So inbox zero is a beautiful thing, but it is a unicorn for many business people. A unicorn … you know, the mythical creature you chase forever and never catch. Yeah, that’s inbox zero, a great idea that just doesn’t happen very often. For those who aren’t familiar with this fanatical obsession of many an efficient person, the game goes like this (at least for me) –
When I get an email into my inbox, it remains unread until I’m ready to take action on it. Once I’ve read it, I take action and then forget it. If I am unable, for whatever reason, to take the appropriate action on the email, I mark it as unread until I can. Thus when I look at the inbox, the unread messages are tasks, things I need to accomplish. Despite what you may think, this actually puts my mind at ease doing it this way. When I email you, I am giving you the responsibility of the next step in that conversation. I don’t have to think about it until you’ve taken that step and given it back to me. Burning through almost 600 emails daily, it’s the only way to stay sane. So now my gmail is a masterpiece of multiple inboxes and “is:unread in:inbox” type search queries that keep all my to-do’s in focus.
So ever since I was a kid I’ve worked out of one email address. I have dozens of email addys, but they all forward to my one main address. This address is where the ends of the law are answered. It is the alpha and omega of my communication. But wearing many hats with multiple projects, companies, endeavors, ideas, relationships, support, growth, research, etc all being conducted at once, my inbox zero vision has not been seen for years. Literally I’ve been fighting to get things down to 200 or on a great weekend, 100 unreads. I simply couldn’t get to everything before everything was replied to and came back. I think I’ve spent at least 8 hours a day in email for over 2 years, and I still couldn’t get ahead, and with such confusion in the inbox, I was missing things. Things that needed attention were getting put off for months without my realizing it. I was losing the battle.
So I finally figured it out. Kill the funnel.
This may seem obvious, but it has saved my flailing sanity. I finally removed the forwards from my multiple email accounts. My multiple work projects each go to their respective email accounts, my personal to my personal account. Etc. I don’t see them all in my one big well. Seems a bit counterintuitive at first eh’, but it’s not, I promise.

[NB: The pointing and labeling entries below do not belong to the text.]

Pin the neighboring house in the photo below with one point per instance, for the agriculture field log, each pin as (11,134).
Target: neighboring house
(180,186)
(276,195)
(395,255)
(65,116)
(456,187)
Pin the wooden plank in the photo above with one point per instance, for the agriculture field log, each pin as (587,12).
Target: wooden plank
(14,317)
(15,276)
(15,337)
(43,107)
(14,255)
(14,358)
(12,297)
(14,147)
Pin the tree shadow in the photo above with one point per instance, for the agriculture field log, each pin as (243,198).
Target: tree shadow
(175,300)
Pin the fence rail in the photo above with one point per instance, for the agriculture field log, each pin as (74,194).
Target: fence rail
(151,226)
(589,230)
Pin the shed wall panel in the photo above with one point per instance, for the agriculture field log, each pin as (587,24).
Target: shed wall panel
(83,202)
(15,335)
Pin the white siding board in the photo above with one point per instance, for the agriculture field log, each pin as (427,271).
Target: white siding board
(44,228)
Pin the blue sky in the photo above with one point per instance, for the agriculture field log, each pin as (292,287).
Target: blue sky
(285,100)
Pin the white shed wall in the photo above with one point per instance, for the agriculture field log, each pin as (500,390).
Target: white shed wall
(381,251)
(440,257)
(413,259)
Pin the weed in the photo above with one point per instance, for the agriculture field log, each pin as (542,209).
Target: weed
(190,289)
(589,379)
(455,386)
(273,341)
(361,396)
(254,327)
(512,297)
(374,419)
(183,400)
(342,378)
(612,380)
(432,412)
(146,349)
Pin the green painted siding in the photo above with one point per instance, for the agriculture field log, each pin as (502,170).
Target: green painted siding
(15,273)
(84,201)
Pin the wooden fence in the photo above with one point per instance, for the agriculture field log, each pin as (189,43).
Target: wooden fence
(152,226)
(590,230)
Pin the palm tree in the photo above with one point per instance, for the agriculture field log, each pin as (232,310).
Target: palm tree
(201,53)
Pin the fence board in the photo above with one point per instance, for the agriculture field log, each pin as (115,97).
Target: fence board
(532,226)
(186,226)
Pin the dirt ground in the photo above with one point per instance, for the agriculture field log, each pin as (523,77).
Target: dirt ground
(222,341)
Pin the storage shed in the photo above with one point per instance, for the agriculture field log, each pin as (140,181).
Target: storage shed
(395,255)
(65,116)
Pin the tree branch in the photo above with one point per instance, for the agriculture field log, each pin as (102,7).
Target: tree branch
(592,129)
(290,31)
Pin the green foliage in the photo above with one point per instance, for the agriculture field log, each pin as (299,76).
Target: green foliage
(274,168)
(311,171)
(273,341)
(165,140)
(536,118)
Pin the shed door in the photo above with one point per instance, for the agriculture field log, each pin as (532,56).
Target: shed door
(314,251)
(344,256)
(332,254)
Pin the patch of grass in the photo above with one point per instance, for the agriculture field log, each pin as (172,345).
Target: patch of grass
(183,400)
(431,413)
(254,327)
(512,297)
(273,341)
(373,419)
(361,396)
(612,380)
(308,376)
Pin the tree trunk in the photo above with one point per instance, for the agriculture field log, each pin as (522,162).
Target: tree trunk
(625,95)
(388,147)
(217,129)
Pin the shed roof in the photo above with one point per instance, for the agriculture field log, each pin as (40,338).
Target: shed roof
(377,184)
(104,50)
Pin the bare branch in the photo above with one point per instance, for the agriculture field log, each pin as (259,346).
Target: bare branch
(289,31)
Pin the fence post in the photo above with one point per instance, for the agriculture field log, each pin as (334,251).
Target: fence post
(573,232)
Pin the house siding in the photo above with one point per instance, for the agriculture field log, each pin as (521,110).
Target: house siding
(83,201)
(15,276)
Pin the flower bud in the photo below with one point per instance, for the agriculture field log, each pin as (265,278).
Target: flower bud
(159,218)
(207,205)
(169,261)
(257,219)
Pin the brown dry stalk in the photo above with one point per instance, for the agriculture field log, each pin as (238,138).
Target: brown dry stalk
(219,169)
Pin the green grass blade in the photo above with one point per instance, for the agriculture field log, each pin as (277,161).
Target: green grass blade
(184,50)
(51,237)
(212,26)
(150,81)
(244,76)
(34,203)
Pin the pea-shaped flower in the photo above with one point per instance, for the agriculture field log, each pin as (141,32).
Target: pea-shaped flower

What happens is I get going early in the morning with my personal email. I am able to respond or take action on the things that deal with my personal life. I quickly get back to inbox zero (or as close as I’ll come to it) and then I leave this running and use google’s multiple account sign (just enable in your google ‘acounts’ section – see figure 1) on feature to sign into my first work email and enter work mode. I have about a hundred emails in here waiting for me by morning, but once I hit stride with my responses, I am able to burn through these quickly, and leave labels on emails that are awaiting response from someone else. As soon as I’ve read or labeled everything, I call that inbox zero. I move on to the next one and repeat, until everything is knocked out by 11am. I go through this same exercise 2-3 times a day, but after the morning push, the rest are easy.
The key here is I still have my one or two unread messages and a few tagged for followup, but the few in each inbox is manageable and doesn’t overwhelm, whereas in one inbox it would quickly seem insurmountable and I would become discouraged in the quest for zero.
I’m not exaggerating when I say this move alone has shortened my time spent in my email by almost a third. I get on top of my entire day quicker and am losing fewer conversations. The moral here, good people, is separate your personal inbox from your work/project inboxes, the quality of life improves. I promise.